If I were asked to choose the one story that personally turned me on the most, I think I'd pick “The Morning After” by David Salcido. This luscious, pan-sexual, post-wedding menage is cleverly designed to keep the reader guessing as long as possible about the gender of the narrator. But then, that issue really doesn't matter in Mr. Salcido's story-world, where everyone gets a generous piece of everyone else.
Tenille Brown and Logan Zachary win special accolades for originality. Ms. Brown's contribution, “In Her Hands”, features a couple of homeless people as the main characters – definitely not your standard erotica protagonists. When Randall gets picked up by a wealthy woman who feeds and clothes him in return for sex, Button decides she needs to take charge in order to get him back. Mr. Zachary's “Remote Control” is an outrageous fantasy about a device that can alter reality in whatever way its operator desires. I won't spoil the fun by revealing just what desires get fulfilled.
I've already confessed that I find the mind more arousing than the body. Hence, I loved Xan West's tale “Baxter's Boy”. The narrator, a high femme lesbian, is obsessed by Baxter, a legendary FTM transsexual interested only in males. Her extreme encounter with Baxter and his submissive boy takes place entirely in her imagination, but that does not render the effect any less real.

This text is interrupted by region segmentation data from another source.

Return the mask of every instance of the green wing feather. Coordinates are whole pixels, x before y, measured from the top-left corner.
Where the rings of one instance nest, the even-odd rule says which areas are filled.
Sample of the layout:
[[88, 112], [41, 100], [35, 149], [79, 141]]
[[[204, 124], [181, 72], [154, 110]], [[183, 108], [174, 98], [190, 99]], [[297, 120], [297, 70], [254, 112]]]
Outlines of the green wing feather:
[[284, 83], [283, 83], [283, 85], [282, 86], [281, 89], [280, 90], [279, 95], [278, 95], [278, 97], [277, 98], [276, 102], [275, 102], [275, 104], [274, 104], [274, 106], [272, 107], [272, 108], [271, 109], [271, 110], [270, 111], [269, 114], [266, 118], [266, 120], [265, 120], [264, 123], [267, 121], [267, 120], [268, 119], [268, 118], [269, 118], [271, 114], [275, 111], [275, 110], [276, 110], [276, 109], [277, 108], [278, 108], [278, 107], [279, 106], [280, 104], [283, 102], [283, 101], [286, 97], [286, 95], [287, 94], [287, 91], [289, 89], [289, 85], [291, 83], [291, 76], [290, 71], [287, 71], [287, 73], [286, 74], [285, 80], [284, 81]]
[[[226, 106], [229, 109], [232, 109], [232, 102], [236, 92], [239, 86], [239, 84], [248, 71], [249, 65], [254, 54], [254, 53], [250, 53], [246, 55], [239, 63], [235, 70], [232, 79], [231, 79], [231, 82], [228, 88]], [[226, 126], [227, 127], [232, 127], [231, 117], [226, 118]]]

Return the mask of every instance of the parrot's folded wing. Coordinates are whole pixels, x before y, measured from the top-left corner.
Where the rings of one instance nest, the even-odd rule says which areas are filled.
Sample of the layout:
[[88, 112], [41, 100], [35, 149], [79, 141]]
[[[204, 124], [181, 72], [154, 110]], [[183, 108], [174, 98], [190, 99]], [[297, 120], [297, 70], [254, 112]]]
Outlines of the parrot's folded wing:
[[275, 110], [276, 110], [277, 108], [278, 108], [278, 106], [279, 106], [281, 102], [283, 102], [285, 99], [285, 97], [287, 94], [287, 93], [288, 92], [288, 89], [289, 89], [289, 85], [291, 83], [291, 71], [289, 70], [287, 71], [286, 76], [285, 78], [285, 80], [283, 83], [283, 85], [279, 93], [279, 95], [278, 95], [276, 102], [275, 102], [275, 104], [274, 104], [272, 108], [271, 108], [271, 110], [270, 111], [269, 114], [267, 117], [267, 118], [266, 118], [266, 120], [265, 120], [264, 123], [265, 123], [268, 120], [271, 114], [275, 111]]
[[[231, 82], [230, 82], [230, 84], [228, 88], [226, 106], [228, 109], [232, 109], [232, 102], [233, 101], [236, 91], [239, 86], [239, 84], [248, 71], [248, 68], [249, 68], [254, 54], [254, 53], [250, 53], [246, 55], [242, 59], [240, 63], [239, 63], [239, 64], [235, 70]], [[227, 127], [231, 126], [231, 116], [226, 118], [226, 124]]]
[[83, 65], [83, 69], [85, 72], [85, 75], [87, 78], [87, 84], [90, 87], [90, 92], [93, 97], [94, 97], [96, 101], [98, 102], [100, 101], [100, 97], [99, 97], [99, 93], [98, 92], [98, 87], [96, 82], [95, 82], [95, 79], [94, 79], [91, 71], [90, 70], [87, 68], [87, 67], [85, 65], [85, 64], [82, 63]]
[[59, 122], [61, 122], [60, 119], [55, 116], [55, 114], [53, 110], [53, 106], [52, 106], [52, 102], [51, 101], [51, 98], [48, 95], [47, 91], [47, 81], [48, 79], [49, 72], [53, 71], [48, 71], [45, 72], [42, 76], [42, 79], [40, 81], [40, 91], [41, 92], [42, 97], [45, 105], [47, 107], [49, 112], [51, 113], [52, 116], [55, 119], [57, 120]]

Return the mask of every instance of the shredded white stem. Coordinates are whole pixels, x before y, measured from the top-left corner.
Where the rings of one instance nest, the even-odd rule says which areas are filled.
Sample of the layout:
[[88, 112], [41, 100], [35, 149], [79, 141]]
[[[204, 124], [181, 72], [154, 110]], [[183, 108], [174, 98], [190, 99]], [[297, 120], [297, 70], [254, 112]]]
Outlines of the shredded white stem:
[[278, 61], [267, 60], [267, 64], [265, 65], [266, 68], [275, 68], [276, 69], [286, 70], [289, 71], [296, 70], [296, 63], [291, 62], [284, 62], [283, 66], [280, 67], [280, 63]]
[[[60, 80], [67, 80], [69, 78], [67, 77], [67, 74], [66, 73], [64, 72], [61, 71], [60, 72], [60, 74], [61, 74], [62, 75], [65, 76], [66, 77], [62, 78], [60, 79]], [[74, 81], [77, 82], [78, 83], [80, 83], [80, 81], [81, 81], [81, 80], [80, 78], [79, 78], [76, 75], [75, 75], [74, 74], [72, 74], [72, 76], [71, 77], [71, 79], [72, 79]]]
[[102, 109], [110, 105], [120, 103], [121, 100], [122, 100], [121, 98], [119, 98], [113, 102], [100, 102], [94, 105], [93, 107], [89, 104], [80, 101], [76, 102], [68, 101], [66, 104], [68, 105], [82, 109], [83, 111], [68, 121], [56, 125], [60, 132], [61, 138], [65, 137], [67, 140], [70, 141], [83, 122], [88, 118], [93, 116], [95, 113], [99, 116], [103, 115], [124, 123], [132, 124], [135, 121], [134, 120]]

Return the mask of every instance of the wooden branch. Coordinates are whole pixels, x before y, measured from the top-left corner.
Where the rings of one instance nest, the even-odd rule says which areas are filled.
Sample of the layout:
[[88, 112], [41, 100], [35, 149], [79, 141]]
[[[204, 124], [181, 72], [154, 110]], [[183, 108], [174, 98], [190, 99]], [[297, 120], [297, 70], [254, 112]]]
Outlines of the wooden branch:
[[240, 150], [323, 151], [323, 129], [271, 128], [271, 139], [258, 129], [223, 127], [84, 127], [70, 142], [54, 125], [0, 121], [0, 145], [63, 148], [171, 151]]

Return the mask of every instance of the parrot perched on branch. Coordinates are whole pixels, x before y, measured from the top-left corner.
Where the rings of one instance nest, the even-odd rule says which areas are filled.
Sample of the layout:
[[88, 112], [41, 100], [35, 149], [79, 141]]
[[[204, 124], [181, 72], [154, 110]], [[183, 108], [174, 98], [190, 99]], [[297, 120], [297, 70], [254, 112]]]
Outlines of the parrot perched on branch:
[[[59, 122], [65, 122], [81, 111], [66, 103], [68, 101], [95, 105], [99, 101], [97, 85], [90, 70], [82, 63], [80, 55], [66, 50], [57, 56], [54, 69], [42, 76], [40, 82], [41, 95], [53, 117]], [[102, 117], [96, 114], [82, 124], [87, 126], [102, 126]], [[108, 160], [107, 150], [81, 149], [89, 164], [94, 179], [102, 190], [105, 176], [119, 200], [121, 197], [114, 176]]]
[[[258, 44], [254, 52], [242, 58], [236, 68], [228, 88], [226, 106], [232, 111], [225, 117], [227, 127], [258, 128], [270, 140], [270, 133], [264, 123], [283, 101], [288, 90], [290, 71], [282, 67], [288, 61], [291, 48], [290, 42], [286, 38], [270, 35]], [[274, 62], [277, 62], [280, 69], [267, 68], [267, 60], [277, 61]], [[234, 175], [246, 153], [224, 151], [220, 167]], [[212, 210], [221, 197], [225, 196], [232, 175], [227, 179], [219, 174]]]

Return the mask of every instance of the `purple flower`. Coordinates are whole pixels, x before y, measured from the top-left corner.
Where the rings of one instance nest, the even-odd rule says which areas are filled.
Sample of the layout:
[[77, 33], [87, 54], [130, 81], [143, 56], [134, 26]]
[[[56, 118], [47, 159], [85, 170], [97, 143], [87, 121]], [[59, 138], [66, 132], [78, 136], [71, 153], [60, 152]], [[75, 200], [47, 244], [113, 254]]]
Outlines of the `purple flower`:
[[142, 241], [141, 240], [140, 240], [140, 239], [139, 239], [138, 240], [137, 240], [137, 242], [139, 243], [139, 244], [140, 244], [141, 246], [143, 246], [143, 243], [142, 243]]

I don't have time or space to provide details on every story I marked as exceptional. Others included:
“How You Christen a Bed” by Thomas S. Roche, a wise and humorous examination of incompatibility, told in evocative, clever prose;
“Her Lover is a Flame” by Cecilia Tan, an exquisite prose poem in less than three hundred words;
“Payback” by Emerald, sexual second chances offering a pleasing symmetry;
“Pushing Boundaries on Public Transit” by Victoria Blisse, smutty, heartfelt fun that will leave you smiling;
“Icing on the Cake” by Lula Lisbon, a filthy femdom snippet with kinks that will make squeak some and make others squirm;
“Meeting Cute” by Vanessa Madison, another steamy movie house flirtation, featuring red licorice twizzlers;
“Queer for Mike” by Shane Allison, a sad, believable story about taking what you can get;
“The Park” by Elise Hepner, ultrashort, enigmatic and evocative, set in an after hours amusement park;
“Meeting Myself” by Anya Levin, a sincere and moving look at a widow reclaiming desire after her husband's death;
Even with all these excellent stories, I found myself getting a bit burnt out by The Big Book of Orgasms. Then, a few pages from the end of the collection, I encountered the astonishing “Should You Ever Be Allowed to Feel This Good?” by Lillian Ann Slugocki. This story is in a category by itself, so powerful that it's scary. I read it over three times. I'm sure I'll got back and read it again.
“It's not easy knowing that tonight is the night – the mask of Lilith, like a shadow on the bed.”
“When he was gone, I finally looked at myself – and saw that my legs were tattooed up and down with bite marks. As if a rabid dog or a wolf had gotten control of me, sunk his incisors deep into my flesh, and wouldn't let go. I needed a rabies shot, antibiotics and cold compresses. I needed to see a doctor, a shrink, a shaman, a priest. I needed to call my mother but she was dead.”
It's almost worth buying the book, just to read this story.
Someone who has read and reviewed as much erotica as I have tends to get a bit jaded. I don't necessarily expect much. I'm happy to report that I was pleasantly surprised by the quality of many of the sexy stories in the The Big Book of Orgasms. Meanwhile, if you're more of an orgasm fan than I am, this collection offers an almost inexhaustible supply.